Twenty to thirty representative lines are enough to separate a good match from a poor one. Pick on measured CER, not on reputation.

When should I train my own model?

Train (or fine-tune) only when no pretrained model clears your target CER on the sample. A decision rule that saves weeks:

text
Best pretrained CER on your sample:
  ≤ target            → use it as-is
  slightly above      → FINE-TUNE the closest model (needs hundreds of lines)
  far above / no match→ TRAIN from scratch (needs thousands of lines)

Fine-tuning the closest pretrained model is almost always the right middle path: it needs an order of magnitude less ground truth than training from scratch and converges faster, because the base model already knows the script family.

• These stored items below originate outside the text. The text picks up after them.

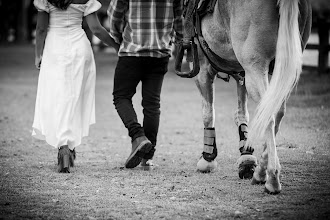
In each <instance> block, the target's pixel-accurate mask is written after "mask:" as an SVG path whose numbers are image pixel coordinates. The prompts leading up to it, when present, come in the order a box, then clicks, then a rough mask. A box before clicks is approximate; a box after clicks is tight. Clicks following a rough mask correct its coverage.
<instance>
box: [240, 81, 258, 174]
mask: <svg viewBox="0 0 330 220" xmlns="http://www.w3.org/2000/svg"><path fill="white" fill-rule="evenodd" d="M236 82H237V97H238V109H237V111H236V112H235V123H236V125H237V127H238V134H239V151H240V153H241V156H240V158H239V159H238V175H239V177H240V178H241V179H251V178H252V176H253V173H254V169H255V167H256V166H257V158H256V157H255V156H253V155H252V154H253V151H254V149H253V148H252V147H248V146H245V142H246V140H247V135H248V123H249V112H248V108H247V91H246V88H245V84H243V85H241V84H240V83H239V82H238V81H236Z"/></svg>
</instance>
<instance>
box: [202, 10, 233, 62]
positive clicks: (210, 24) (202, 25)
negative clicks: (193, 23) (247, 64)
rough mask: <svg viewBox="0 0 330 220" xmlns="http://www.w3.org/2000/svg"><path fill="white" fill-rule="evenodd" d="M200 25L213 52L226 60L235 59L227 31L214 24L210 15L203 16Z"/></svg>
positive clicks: (210, 48)
mask: <svg viewBox="0 0 330 220" xmlns="http://www.w3.org/2000/svg"><path fill="white" fill-rule="evenodd" d="M201 26H202V27H201V28H202V34H203V37H204V39H205V41H206V42H207V44H208V46H209V47H210V49H211V50H212V51H213V52H214V53H216V54H217V55H218V56H220V57H221V58H224V59H226V60H228V61H237V58H236V56H235V53H234V50H233V47H232V43H231V39H230V35H229V31H227V30H226V29H225V28H223V27H221V26H219V24H215V23H214V22H213V18H212V16H205V17H204V18H203V20H202V25H201Z"/></svg>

A pragmatic selection workflow

  1. Characterise script, language, period, material, condition.
  2. Shortlist 2–3 pretrained models from the sources above by reading model cards.
  3. Transcribe ~25 lines of your own material as ground truth.
  4. Run each model; compare CER/WER.
  5. If the best clears target, ship it; if close, fine-tune it; if hopeless, train from scratch.

This puts measurement before commitment and stops you training a model you never needed.

Key Takeaways

  • Match the model to script, language, period, material and condition before anything else.
  • A specialised model on the right hand beats a larger generic model nearly every time.
  • Read model cards for training data and CER, but treat their reported CER as a screen, not proof.
  • Compare candidates on a held-out sample of your documents using CER/WER — never on demo pages.
  • Fine-tune the closest pretrained model before training from scratch; it needs far less ground truth.
  • Train from scratch only when no pretrained model clears your target on your own sample.

Frequently Asked Questions

How do I pick an HTR model for my manuscript?

Match the model's training data to your script, language and period first, then test two or three candidates on a sample page and compare CER. The closest match in hand and era almost always wins, even over a larger generic model.

Can a generic HTR model read any handwriting?

No single model reads all hands well. So-called generic or "super" models cover common cases but underperform specialised models on distinctive scripts like secretary hand, Kurrent or Greek minuscule.

When should I train my own HTR model instead of using a pretrained one?

Train your own when no pretrained model gets below your target CER on a sample, and you have or can create a few thousand ground-truth lines. Otherwise fine-tune the closest pretrained model — it is faster and needs less data.

Where do I find pretrained HTR models?

Transkribus' public model marketplace, the Kraken/eScriptorium model repositories, and Zenodo collections host pretrained HTR models with documented training data, language and CER. Always read the model card before using one.

How do I compare HTR models objectively?

Transcribe a held-out sample of your own material as ground truth, run each candidate model over it, and compare character error rate (CER) and word error rate. Test on your documents, never on the model's own demo pages.